Double Glueing over Free Exponential: with Measure Theoretic Applications

TL;DR

This paper introduces a measure-theoretic method to lift the free exponential construction over double glueing in orthogonality categories, with applications to s-finite transition kernels and probabilistic coherent spaces.

Contribution

It presents a new measure-theoretic approach to lift free exponential constructions in orthogonality categories, extending to s-finite kernels and probabilistic spaces.

Findings

TsK^op has the free exponential described via measure theory

Orthogonality between measures and functions is reciprocal in TsK

The lifted free exponential subsumes probabilistic coherent spaces

Abstract

This paper provides a compact method to lift the free exponential construction of Mellies-Tabareau-Tasson over the Hyland-Schalk double glueing for orthogonality categories.

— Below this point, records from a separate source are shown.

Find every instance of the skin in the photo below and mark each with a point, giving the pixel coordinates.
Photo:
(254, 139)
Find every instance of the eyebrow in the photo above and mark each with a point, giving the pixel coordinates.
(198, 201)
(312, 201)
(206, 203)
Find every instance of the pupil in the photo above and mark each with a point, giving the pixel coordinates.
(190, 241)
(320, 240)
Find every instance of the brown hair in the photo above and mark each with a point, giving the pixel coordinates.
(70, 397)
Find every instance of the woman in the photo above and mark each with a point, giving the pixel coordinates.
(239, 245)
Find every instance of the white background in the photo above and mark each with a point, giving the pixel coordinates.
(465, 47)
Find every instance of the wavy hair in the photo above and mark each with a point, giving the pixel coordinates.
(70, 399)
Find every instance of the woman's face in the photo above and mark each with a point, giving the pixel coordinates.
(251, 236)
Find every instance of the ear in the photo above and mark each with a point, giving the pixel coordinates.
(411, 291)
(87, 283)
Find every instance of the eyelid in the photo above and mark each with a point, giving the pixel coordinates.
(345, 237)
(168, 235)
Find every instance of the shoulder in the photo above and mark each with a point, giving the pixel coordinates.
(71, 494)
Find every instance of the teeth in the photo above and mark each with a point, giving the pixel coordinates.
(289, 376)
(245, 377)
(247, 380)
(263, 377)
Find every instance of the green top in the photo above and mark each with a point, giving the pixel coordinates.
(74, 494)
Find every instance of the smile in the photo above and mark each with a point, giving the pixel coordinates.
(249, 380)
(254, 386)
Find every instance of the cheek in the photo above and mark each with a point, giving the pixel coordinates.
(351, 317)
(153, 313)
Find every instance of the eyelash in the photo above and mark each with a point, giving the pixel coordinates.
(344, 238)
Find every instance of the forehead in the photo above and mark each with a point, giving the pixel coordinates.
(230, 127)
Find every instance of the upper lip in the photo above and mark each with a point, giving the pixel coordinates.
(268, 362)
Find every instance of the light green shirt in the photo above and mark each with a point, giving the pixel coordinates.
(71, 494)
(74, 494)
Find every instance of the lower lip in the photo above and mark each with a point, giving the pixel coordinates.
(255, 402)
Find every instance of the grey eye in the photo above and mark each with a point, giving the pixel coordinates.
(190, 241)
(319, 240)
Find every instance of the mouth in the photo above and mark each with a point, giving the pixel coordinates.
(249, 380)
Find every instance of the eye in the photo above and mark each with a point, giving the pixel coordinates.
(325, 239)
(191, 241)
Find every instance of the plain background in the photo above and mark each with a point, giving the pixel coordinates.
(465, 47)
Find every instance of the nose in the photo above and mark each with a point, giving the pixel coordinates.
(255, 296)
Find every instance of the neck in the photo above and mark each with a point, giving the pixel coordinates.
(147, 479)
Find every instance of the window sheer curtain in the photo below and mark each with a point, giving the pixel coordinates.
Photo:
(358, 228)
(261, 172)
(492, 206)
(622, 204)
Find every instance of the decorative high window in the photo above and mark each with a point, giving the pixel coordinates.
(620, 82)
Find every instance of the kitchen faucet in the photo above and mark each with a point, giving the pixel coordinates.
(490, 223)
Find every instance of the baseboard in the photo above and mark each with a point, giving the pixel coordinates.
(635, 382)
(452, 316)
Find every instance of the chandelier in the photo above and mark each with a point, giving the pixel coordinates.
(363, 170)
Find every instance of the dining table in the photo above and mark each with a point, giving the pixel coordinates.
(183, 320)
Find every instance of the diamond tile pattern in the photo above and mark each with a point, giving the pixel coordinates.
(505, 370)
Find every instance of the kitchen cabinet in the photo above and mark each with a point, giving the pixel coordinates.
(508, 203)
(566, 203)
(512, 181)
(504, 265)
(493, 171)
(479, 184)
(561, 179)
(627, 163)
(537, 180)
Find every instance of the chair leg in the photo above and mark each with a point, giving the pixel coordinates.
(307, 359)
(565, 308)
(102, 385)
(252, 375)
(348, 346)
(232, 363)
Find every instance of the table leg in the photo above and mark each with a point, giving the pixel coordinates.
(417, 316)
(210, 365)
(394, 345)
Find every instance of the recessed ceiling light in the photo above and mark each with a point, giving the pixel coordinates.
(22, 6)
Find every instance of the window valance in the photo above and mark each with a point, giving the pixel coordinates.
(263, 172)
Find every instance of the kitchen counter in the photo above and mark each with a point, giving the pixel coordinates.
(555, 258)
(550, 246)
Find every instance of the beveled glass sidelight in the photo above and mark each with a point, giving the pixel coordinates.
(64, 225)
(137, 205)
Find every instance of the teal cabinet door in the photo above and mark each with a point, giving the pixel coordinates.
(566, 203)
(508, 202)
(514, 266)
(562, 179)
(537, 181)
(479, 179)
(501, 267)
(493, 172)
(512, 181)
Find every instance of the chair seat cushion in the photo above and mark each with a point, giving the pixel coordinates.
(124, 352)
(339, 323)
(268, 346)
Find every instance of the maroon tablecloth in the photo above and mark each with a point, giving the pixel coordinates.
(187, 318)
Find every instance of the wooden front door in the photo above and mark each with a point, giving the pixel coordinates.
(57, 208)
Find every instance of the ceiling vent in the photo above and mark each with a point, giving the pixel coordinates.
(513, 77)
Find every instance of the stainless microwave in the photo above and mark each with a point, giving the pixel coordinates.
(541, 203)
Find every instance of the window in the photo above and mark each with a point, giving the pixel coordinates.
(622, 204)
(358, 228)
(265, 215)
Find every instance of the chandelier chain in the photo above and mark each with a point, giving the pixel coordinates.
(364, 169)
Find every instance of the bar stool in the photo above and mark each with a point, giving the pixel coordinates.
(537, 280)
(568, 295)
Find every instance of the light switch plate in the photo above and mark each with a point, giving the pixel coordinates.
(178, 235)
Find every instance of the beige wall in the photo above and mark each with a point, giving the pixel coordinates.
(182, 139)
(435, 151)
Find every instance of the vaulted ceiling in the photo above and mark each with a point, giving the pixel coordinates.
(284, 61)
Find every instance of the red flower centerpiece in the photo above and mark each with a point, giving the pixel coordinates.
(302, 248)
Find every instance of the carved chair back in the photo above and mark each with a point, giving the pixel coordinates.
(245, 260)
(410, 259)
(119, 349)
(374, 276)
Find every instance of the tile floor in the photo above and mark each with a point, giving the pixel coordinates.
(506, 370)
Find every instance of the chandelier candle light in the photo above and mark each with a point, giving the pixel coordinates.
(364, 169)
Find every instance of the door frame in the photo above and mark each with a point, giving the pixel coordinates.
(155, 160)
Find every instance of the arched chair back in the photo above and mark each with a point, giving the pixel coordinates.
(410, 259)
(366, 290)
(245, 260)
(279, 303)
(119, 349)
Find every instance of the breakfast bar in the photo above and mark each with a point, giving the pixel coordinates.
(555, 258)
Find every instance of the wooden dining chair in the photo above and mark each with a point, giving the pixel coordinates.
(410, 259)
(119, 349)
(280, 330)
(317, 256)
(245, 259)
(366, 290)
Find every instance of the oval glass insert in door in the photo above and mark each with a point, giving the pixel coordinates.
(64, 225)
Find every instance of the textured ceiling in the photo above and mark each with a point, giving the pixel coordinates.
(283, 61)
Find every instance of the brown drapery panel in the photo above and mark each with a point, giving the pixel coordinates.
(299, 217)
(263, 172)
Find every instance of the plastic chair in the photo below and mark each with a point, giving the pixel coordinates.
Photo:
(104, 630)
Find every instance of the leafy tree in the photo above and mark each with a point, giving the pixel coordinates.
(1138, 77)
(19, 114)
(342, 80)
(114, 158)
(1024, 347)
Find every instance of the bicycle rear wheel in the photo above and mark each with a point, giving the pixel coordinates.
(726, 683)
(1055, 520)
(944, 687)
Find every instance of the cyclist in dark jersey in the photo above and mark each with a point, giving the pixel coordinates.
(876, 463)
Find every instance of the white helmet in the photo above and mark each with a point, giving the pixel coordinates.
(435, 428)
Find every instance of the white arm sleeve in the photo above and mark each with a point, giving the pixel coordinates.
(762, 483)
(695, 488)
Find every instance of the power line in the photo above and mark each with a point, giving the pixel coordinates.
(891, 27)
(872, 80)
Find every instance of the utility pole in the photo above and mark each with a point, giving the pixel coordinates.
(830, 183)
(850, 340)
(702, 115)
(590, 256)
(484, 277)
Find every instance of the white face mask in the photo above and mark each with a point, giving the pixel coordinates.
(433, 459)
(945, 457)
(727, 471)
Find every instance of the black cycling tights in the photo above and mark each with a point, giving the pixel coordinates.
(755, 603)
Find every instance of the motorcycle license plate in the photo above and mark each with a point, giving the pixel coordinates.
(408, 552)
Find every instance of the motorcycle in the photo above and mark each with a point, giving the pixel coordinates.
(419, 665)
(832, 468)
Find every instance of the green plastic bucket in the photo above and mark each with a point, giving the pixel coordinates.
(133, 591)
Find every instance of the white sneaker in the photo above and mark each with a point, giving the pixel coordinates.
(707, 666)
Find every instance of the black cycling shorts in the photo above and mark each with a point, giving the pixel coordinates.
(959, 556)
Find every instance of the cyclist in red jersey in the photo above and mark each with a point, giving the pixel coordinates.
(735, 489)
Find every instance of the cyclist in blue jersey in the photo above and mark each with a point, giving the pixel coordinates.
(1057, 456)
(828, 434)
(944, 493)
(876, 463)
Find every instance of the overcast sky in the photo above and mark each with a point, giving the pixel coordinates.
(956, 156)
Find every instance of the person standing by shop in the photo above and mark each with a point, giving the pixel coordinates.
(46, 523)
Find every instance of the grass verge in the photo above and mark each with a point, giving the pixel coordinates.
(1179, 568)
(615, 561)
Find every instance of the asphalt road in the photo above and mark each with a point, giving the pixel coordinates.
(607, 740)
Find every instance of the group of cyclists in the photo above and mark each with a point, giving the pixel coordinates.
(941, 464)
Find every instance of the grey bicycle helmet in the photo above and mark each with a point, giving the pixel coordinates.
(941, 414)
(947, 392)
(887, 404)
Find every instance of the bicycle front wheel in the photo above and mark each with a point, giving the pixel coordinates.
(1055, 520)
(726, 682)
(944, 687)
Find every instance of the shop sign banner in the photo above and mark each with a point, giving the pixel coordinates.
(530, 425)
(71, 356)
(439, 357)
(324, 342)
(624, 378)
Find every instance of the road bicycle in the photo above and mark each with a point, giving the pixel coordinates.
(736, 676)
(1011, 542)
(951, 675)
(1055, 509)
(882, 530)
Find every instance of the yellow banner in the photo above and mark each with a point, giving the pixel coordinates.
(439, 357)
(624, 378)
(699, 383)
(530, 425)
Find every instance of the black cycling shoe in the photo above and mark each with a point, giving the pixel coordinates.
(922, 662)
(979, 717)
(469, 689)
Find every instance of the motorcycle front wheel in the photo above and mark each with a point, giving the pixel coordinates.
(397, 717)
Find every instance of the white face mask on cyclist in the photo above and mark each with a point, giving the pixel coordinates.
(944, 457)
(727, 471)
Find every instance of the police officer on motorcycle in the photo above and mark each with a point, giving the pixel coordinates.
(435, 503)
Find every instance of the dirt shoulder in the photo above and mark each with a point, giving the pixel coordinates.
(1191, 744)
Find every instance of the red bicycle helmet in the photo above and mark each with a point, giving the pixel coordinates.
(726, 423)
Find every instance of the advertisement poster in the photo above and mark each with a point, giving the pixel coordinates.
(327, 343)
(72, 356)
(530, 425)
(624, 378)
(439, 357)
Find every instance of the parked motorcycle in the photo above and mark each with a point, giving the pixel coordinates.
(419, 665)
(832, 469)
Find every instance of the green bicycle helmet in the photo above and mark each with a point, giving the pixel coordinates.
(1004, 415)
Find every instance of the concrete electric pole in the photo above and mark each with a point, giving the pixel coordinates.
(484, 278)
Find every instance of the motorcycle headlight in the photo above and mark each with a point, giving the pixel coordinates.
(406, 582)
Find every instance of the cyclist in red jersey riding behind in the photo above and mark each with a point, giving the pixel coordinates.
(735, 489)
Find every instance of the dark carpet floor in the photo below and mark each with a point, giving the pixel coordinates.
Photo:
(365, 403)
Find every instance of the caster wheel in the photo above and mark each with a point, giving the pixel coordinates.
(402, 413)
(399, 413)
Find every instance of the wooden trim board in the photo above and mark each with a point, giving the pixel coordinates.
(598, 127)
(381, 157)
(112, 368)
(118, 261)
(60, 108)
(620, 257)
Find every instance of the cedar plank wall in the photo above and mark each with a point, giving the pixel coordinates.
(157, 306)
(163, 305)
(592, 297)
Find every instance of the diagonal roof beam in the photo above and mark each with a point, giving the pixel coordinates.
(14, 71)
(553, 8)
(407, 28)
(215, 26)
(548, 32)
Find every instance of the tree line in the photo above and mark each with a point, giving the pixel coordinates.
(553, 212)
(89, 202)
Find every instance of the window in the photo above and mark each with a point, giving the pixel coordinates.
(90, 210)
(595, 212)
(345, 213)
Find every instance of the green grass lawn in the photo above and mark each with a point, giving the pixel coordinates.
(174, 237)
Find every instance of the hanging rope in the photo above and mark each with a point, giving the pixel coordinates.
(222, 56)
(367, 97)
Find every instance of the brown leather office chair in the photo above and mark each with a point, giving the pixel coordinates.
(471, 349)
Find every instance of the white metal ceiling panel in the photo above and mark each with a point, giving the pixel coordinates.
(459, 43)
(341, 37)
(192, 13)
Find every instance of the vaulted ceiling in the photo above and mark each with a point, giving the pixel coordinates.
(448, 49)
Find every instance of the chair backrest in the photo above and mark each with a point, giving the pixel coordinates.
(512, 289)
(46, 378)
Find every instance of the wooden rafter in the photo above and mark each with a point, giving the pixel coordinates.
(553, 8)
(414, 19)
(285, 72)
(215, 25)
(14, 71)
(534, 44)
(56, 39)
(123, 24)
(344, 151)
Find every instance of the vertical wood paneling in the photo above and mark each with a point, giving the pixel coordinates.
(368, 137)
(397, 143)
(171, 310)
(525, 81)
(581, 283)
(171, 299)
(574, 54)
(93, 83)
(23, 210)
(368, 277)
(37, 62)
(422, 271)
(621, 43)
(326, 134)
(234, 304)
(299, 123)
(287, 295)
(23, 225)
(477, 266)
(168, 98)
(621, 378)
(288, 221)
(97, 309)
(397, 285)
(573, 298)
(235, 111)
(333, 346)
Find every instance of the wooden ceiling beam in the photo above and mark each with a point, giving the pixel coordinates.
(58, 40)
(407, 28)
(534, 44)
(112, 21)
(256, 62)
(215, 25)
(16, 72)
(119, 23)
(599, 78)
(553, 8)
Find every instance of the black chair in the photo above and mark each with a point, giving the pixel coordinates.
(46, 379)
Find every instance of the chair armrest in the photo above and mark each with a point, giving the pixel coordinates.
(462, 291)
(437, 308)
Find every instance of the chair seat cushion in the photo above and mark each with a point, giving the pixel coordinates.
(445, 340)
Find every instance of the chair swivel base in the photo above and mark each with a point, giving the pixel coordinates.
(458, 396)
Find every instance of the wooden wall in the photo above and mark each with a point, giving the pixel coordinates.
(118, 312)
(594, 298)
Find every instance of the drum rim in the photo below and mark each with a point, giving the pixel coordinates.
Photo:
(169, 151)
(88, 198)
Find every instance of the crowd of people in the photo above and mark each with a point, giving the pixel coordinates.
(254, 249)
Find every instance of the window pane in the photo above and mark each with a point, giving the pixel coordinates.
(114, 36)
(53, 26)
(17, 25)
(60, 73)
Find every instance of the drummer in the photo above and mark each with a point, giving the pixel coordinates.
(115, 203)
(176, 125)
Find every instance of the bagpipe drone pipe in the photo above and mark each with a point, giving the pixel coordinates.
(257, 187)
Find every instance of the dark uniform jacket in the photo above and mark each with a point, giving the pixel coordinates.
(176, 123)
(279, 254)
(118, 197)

A condition ``reciprocity of orthogonality'' is presented simply enough to lift the free exponential over the double glueing in terms of the orthogonality. Our general method applies to the monoidal category TsK of the s-finite transition kernels with countable biproducts. We show (i) TsK^op has the free exponential, which is shown to be describable in terms of measure theory. (ii) The s-finite transition kernels have an orthogonality between measures and measurable functions in terms of Lebesgue integrals. The orthogonality is reciprocal, hence the free exponential of (i) lifts to the orthogonality category O_I(TsK^op), which subsumes Ehrhard et al's probabilistic coherent spaces as a full subcategory of countable measurable spaces. To lift the free exponential, the measure-theoretic uniform convergence theorem commuting Lebesgue integral and limit plays a crucial role as well as Fubini-Tonelli theorem for double integral in s-finiteness. Our measure-theoretic orthogonality is considered as a continuous version of the orthogonality of the probabilistic coherent spaces for linear logic, and in particular provides a two layered decomposition of Crubille et al's direct free exponential for these spaces.